You’ve probably noticed now that snow is gone that what’s left behind is trash along Iowa roadways. Much of it is plastic bags.

California and Hawaii have banned plastic bags. Should Iowa follow?

It’s not the growing season yet, but a farm field along University Avenue in Waukee has a bumper crop of the bags.

Rachel Goodall sees it every day out her front door.


“Colorful plastic bags with variety of garbage mixed in too,” said Goodall. “It sticks to everything. It gets shredded and it’s hard to come off.”

When it comes to trash, plastic bags are the worst said a DOT crew cleaning along Interstate- 235 in Des Moines Wednesday.
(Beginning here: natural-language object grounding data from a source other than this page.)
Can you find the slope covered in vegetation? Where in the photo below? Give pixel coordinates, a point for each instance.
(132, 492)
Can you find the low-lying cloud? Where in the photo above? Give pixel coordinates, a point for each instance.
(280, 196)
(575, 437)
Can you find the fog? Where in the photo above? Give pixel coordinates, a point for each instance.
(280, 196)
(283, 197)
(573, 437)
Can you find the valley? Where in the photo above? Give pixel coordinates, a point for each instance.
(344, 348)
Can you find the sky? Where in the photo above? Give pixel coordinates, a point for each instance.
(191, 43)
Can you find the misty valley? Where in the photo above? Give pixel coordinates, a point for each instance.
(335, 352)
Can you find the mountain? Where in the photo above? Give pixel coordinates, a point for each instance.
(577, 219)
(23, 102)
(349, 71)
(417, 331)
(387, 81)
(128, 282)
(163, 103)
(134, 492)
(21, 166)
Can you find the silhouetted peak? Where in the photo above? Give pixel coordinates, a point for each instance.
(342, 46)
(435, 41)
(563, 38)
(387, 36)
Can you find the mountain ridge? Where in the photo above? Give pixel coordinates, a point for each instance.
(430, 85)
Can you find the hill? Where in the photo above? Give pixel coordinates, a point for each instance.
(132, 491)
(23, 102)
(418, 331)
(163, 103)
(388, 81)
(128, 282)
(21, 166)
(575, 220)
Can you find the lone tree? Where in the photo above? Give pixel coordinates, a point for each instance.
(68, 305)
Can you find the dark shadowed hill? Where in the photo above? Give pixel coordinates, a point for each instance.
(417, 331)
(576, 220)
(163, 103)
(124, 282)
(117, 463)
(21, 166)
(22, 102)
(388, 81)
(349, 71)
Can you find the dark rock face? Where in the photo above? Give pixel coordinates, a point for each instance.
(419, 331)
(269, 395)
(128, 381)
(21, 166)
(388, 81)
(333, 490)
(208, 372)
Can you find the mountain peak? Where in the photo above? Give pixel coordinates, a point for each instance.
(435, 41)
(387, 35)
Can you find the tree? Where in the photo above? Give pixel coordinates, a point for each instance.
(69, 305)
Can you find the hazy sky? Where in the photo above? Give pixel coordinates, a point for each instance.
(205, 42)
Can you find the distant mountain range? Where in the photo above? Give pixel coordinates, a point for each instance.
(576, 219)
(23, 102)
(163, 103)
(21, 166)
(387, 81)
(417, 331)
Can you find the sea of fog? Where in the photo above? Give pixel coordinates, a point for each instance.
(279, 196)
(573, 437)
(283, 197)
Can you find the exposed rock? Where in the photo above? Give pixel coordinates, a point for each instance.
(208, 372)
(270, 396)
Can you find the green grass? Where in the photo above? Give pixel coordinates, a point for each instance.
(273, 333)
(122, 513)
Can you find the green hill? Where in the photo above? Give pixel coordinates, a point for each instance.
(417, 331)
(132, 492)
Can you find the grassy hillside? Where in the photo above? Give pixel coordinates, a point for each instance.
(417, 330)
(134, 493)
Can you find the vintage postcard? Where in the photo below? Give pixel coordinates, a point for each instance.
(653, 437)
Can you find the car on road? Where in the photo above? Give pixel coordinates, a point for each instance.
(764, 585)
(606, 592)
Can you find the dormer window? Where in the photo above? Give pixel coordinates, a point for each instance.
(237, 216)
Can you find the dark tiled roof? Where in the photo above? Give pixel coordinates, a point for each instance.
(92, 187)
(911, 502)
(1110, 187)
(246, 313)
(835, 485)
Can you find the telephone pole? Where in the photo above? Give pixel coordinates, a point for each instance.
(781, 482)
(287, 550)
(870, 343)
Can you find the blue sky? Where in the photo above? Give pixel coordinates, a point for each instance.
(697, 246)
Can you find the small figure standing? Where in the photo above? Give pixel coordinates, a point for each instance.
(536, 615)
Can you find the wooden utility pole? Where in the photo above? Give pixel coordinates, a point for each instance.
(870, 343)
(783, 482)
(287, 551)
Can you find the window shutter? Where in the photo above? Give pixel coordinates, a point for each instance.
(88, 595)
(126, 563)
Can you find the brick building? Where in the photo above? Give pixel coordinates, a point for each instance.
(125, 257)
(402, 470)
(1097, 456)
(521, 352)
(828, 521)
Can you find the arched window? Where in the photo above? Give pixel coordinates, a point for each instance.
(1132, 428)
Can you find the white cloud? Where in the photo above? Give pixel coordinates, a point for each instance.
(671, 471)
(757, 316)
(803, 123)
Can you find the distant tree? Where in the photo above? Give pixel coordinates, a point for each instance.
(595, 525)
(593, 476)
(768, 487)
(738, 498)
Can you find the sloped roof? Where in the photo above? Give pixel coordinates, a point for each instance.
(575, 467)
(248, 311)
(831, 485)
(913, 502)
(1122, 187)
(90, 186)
Gerry Schnepf of Keep Iowa Beautiful said Iowa spends $14 million a year in taxpayer money cleaning up trash along roadways and other public areas. He said Iowa needs to explore options other than banning the bags like getting tougher on litterbugs.

“Our penalty here is $70, not a big amount and one of lowest in the nation,” said Schnepf.

Educating Iowans about in-store recycling and buying reusable bags would also help the problem.


Why is it important to recycle your plastic bags? One reason is they can have a second life as furniture.

Iowans can’t put plastic bags in their curbside recycling bins because they can’t be sorted mechanically and gum up the equipment. They can be taken back to most grocery stores who will in turn sell them to plastic recycling companies.

One of those companies is Plastic Recycling of Iowa Falls. They can take 32,000 plastic bags, shred them, mix them with chemicals, mold them and make them into outdoor furniture like tables and benches.

The Iowa Grocery Industry Association is giving out Build With Bags grants of $2,000 each to community groups who can use the money to buy various items made from recycled plastic.